FDA Pulls Authorization for Evusheld As Ineffective Against New Covid Strains

Evusheld has become the latest COVID-19 antibody drug to lose federal authorization after it was deemed ineffective against the dominant versions of the virus

The U.S. Food and Drug Administration (FDA) on January 26th withdrew its emergency use authorization for Evusheld, a two-dose cocktail of monoclonal antibodies meant to provide protection to those who have a compromised immune system that makes them more vulnerable to severe COVID-19 infection than others.

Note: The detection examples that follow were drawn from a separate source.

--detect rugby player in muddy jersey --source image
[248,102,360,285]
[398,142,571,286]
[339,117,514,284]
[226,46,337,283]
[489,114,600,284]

Monoclonal antibodies are laboratory-made proteins that mimic the immune system’s ability to fight off harmful pathogens such as viruses, the FDA explained in the announcement of the changes. This means that as viruses mutate over time, antibody treatments may be rendered useless by the mutations the virus has picked up.

The decision is not surprising, as the FDA warned health care professionals and patients in October 2022 about the “increased risk” of Evusheld not being able to neutralize emerging new COVID variants.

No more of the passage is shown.